October 13, 2025
Bi-Weekly vs. Bi-Weekly Accelerated Mortgage Payments: What’s the Difference?
Homeowners often hear that “bi-weekly saves interest,” but there are actually two very different versions of bi-weekly payments. Understanding the difference helps you pick the option that matches your goals for cash flow, interest savings, and speed of payoff.
Regular bi-weekly payments split your normal monthly mortgage into smaller amounts paid every two weeks. You make 26 payments per year, but the total you pay over the year is kept equal to what you would have paid monthly. In practice, you’re just changing the timing of payments, not increasing how much you pay annually.
Because regular bi-weekly payments don’t increase your yearly total, the effect on interest and amortization is small. You may see very modest savings from slightly earlier application of funds, but it won’t meaningfully shorten a 25-year amortization on its own.
Bi-weekly accelerated payments also occur every two weeks (26 payments), but the amount is set to roughly half of your full monthly payment without reducing it to keep the annual total the same.
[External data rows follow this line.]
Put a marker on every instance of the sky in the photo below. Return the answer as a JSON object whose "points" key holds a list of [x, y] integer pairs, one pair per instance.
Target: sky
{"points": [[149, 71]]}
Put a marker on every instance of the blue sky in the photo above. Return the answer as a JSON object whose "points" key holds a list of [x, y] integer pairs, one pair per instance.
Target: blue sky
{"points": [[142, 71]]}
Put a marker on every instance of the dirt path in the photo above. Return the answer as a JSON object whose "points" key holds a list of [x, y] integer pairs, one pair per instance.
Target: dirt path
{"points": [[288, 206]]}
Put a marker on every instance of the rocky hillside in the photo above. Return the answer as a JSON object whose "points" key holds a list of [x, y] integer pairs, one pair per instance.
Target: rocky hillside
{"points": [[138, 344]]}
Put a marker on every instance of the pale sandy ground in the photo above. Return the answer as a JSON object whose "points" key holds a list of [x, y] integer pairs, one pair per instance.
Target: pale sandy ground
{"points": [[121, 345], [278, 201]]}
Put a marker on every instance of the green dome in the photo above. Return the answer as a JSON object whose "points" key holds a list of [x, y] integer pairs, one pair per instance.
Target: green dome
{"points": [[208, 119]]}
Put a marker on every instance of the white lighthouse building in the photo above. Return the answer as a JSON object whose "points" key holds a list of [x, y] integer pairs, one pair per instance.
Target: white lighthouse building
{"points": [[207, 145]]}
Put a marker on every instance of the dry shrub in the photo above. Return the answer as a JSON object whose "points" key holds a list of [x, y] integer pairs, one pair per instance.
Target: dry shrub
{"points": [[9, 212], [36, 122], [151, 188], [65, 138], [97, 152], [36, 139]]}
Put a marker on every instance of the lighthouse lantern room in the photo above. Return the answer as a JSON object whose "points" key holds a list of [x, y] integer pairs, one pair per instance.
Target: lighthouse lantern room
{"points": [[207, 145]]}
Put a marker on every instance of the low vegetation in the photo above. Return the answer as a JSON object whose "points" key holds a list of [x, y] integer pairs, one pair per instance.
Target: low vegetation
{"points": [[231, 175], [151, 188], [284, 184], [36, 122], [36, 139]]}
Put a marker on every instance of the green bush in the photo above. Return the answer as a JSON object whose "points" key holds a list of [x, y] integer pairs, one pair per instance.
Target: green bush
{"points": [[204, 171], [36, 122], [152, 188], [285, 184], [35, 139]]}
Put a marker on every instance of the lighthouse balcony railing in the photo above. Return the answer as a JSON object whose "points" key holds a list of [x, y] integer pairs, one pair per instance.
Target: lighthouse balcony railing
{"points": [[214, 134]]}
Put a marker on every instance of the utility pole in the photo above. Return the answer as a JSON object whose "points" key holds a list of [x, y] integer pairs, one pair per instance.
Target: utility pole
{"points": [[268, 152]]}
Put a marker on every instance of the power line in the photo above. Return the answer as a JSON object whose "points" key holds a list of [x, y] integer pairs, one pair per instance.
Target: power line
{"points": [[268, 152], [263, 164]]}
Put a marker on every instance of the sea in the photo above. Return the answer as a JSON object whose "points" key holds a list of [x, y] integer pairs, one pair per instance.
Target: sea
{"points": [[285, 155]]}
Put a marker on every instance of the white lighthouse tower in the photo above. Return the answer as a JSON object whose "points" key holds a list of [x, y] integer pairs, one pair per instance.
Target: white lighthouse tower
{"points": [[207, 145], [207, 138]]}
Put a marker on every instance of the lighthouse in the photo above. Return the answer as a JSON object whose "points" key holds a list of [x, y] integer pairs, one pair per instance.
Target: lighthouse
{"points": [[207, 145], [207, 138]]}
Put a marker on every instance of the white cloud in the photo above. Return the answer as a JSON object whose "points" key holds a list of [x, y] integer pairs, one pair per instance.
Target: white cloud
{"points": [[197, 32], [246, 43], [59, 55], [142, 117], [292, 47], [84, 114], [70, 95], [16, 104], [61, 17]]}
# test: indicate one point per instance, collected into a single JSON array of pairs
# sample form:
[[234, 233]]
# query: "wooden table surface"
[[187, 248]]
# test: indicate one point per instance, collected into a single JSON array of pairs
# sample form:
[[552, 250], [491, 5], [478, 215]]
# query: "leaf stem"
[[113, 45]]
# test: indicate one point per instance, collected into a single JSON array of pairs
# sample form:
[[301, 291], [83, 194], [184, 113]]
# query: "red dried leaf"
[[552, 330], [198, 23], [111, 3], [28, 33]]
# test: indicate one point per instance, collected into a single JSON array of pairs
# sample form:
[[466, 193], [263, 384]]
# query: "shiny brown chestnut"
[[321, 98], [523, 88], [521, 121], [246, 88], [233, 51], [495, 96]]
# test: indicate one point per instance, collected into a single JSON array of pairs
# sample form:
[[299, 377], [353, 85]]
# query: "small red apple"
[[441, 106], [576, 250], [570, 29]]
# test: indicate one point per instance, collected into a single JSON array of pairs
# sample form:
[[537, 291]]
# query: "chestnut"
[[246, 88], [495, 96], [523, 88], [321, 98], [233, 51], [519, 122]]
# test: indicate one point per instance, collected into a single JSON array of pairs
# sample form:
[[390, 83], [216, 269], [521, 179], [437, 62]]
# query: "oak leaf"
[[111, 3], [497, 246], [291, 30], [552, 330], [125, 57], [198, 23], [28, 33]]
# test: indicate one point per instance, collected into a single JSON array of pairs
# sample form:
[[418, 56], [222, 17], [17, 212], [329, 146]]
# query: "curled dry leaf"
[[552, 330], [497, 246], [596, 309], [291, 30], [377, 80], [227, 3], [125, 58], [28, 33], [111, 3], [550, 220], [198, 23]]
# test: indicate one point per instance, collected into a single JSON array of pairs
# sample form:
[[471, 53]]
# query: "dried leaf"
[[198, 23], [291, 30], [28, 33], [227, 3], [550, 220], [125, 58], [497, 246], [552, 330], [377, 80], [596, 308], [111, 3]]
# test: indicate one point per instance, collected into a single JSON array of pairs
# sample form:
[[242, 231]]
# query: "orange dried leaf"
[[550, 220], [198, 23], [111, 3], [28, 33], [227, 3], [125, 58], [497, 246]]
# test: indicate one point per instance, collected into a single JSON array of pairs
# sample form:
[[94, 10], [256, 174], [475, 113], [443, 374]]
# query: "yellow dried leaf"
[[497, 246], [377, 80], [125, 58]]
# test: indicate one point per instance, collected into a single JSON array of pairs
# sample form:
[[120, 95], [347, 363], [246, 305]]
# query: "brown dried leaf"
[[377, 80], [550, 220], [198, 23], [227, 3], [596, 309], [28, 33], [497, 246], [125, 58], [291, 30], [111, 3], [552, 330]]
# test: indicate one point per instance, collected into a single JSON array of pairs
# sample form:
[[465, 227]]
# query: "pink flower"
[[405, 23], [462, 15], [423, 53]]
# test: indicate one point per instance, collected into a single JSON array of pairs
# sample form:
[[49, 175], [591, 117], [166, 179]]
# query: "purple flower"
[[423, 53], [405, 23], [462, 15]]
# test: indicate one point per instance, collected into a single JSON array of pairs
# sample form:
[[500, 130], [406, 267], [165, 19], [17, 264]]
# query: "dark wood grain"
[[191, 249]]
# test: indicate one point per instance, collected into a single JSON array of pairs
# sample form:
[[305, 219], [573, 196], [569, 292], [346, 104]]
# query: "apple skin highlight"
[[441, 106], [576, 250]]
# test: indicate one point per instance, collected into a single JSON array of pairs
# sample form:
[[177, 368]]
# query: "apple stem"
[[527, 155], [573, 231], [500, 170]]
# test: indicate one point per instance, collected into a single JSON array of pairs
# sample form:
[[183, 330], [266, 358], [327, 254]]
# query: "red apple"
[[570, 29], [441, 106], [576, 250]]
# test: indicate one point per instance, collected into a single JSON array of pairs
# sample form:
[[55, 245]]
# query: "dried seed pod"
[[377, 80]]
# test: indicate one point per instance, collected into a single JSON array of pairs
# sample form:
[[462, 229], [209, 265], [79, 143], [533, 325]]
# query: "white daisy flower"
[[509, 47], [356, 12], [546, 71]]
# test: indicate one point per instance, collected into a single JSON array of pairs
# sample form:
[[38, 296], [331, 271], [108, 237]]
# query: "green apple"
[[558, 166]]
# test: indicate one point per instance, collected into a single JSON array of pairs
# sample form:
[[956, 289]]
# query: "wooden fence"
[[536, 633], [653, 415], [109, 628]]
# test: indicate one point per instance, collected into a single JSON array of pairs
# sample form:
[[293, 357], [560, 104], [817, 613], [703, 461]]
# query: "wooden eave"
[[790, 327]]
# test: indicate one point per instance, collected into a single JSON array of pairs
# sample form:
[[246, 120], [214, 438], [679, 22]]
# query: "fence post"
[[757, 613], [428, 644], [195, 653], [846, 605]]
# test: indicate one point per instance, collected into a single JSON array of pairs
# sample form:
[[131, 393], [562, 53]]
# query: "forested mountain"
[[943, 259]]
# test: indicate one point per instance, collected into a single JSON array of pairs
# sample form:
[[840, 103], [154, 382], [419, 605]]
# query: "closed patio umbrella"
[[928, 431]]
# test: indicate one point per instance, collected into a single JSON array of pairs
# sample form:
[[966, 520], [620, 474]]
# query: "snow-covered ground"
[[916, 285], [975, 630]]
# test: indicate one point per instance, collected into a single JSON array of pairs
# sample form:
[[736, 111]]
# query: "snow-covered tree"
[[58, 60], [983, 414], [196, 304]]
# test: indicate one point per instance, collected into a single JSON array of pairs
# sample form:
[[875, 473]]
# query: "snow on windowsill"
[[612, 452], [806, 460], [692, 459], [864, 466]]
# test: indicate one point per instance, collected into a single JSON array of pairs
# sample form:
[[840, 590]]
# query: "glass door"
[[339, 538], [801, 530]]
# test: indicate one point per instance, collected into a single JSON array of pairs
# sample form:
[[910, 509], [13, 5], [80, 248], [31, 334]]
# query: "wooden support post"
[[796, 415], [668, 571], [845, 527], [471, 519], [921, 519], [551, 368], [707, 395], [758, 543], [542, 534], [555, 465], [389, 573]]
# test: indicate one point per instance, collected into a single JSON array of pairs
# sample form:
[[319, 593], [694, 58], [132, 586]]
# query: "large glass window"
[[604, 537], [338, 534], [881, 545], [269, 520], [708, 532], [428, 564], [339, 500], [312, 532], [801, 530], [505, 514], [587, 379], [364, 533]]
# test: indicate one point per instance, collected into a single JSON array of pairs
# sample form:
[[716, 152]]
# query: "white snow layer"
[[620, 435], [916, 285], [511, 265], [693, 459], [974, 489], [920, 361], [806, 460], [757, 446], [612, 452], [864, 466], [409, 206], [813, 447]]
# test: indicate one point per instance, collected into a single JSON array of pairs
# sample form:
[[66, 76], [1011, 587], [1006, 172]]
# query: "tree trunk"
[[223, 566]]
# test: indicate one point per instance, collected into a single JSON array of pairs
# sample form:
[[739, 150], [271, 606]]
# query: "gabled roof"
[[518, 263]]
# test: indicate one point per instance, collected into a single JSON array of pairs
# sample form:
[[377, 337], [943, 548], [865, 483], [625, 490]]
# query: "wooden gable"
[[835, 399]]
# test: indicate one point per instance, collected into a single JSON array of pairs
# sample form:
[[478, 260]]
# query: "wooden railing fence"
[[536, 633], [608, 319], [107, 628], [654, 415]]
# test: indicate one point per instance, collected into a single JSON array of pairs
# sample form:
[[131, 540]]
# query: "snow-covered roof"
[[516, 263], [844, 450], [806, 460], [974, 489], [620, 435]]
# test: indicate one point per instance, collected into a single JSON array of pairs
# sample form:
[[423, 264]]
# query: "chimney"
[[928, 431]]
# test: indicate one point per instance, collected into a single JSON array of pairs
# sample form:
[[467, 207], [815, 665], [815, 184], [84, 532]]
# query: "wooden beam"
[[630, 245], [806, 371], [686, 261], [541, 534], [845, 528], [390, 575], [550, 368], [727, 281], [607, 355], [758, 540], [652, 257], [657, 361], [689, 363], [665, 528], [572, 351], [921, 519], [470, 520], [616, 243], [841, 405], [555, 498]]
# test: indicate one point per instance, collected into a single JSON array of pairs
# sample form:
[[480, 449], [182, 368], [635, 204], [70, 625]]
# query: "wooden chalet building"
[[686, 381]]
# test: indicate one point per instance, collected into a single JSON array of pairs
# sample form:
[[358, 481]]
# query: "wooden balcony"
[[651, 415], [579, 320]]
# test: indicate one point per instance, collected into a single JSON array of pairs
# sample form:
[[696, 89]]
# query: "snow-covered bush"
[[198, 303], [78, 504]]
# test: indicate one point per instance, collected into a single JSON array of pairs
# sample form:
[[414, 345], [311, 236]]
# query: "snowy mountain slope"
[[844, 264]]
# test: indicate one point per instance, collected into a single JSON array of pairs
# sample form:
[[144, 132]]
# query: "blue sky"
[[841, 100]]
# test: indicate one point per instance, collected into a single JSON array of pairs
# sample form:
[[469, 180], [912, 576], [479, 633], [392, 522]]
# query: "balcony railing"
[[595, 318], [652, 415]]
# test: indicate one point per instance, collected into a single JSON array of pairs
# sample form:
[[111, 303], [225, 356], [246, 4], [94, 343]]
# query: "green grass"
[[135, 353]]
That means your yearly outlay becomes the equivalent of 13 full monthly payments instead of 12.
That “extra” month’s payment created by bi-weekly accelerated is applied to principal, which lowers your balance faster. Lower principal means less interest charged in future periods, creating a compounding benefit that can shave years off your amortization and save thousands in interest over the life of the loan.
Quick example: If your monthly payment is $2,000, a regular bi-weekly plan divides the year’s total so your 26 payments add up to the same $24,000 you would have paid monthly. A bi-weekly accelerated plan sets your payment at about $1,000 every two weeks. Over 26 periods, that totals $26,000—effectively one extra $2,000 applied to principal each year.
Cash-flow vs. speed trade-off: Choose regular bi-weekly if you want payments to align neatly with a bi-weekly paycheque and keep the same annual cost. Choose bi-weekly accelerated if you want a built-in prepayment that reduces interest and shortens the mortgage without having to remember separate lump-sum contributions.
Naming varies by lender: Some institutions label schedules as “bi-weekly,” “true bi-weekly,” “rapid,” or “accelerated.” Always confirm whether the plan results in the equivalent of 12 or 13 monthly payments per year so you know exactly what you’re getting.
Bottom line: Regular bi-weekly mostly changes timing. Bi-weekly accelerated increases your annual principal repayment by about one full monthly payment, helping you pay down faster and save more interest.